A major development that inhibited U.S.-Pakistani relations for several years, was the 1998 detonation of the country’s first nuclear device, virtually simultaneous with India’s initial nuclear explosion. Even more unsettling was the subsequent revelation that Dr. A.Q. Khan, the “father” of Pakistan’s nuclear program, had sold vital development technology to numerous countries, including North Korea and Iran.

Since the two entities separated, Bangladesh has had a flawed and corrupt, if nominally democratic history; while former West Pakistan has endured a flawed and corrupt, military-dictated existence for 30 of the last 52 years.

Granted, Mr. Musharraf’s reign, launched with a coup that ousted corrupt Prime Minister Nawaz Sharif in 1999, was different from its predecessors. Mr. Musharraf’s finance minister, later prime minister, Shaukat Aziz (a former top Citibank executive) put the country on a sound and growth-oriented footing that continued until early 2007. In fact, Pakistanis generally admit that, for eight years, they had not known life to be so peaceful or prosperous.

Moreover, Mr. Musharraf was able to advance greatly Pakistan’s always poor relations with India, creating a solid working relationship with India’s Prime Minister Manmohan Singh.

To maintain power, President Musharraf triangulated among moderate and radical factions in his own military base of support, and the United States. Following Sept. 11, 2001, he negotiated an anti-terror partnership of sorts with Washington, reversing Pakistan’s previously having been one of only three nations that recognized Taliban-ruled Afghanistan. But the U.S. alliance came at a high financial price to the United States and resulted in stiff demands by the jihadist bloc in the military.

In addition to providing some $600 million annually in civilian and military aid, Washington made an additional estimated $1 billion annually available in special military assistance designed to strengthen the government’s ability to root out and eliminate al Qaeda and Taliban extremists. However, Mr. Musharraf’s fundamentalist colleagues insisted he stall on hunting down al Qaeda and Taliban fighters and their sympathizers in Pakistan’s wild Northwest Frontier Province bordering on Afghanistan. Major Pakistani military elements simply blocked effective action.

Virtually every Bush administration official - President Bush, Vice President Dick Cheney and former Secretaries of State Colin Powell and Condoleezza Rice and Defense Secretaries Donald Rumsfeld and Robert Gates, plus former Joint Chiefs of Staff Chairmen Gens. Richard Myers and Peter Pace, made multiple trips to Islamabad seeking Mr. Musharraf’s agreement to at least allow U.S. incursions into the ungovernable areas bordering Afghanistan.

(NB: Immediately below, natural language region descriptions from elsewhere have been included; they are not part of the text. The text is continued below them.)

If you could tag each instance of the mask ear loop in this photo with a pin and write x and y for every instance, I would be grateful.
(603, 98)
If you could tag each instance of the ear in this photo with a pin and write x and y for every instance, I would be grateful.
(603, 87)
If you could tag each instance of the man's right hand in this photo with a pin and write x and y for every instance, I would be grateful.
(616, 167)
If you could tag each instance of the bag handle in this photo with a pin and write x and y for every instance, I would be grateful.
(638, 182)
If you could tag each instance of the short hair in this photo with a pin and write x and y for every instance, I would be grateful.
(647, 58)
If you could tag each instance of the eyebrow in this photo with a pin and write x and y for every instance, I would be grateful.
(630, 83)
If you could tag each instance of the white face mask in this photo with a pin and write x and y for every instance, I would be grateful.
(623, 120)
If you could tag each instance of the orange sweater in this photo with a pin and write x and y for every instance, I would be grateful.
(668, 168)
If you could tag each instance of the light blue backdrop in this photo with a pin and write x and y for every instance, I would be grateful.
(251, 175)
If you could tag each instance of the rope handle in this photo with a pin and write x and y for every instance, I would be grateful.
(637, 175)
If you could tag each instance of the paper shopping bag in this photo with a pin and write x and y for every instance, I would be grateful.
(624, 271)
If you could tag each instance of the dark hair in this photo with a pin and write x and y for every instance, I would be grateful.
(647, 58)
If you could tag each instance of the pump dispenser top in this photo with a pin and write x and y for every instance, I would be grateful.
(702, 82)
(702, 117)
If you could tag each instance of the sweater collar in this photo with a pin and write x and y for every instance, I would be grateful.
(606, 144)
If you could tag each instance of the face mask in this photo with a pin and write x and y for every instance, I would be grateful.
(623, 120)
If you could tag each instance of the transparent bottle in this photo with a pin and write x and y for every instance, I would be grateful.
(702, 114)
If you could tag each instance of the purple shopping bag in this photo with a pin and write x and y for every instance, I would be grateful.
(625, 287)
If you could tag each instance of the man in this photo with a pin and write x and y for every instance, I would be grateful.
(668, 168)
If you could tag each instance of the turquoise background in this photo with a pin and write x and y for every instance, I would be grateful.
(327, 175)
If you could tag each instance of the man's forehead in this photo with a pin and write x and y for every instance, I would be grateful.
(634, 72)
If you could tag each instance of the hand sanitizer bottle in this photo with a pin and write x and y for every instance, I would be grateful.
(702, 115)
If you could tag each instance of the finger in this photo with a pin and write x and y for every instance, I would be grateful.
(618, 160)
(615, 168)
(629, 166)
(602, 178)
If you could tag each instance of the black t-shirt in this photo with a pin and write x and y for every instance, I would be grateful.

As one senior diplomat involved put it: “Musharraf always welcomed us warmly and we usually seemed to come to agreement, but within days the message would come that it would be better to postpone action until a more propitious moment. We finally have been forced to act unilaterally”.

Unwittingly, the seemingly unflappable Mr. Musharraf’s stalling game was sewing the seeds of his own downfall. The reluctance to clean out the radical Muslim elements along the Afghan frontier gave the impression to extremist cadres elsewhere that their time had come, and sporadic civil disobedience evolved into mass demonstrations and suicide bombings, culminating in the assassination last December of Benazir Bhutto, freshly arrived just two months earlier from a nine-year self-imposed exile.

Parliamentary elections this past February placed the two leading parties (Mrs. Bhutto’s Pakistan People’s Party and the Pakistan Muslim League–Nawaz) in a contentious coalition that eventually elected Yousuf Raza Gilani their prime minister. Mr. Gilani took some bold if ill-informed steps, including ordering the army to make strong sorties against the al Qaeda and Taliban border enclaves. But he overstepped when he tried to rein in the army’s vaunted ISI, Inter-Services Intelligence agency, and ordered it placed under civilian control, a move that lasted exactly one day.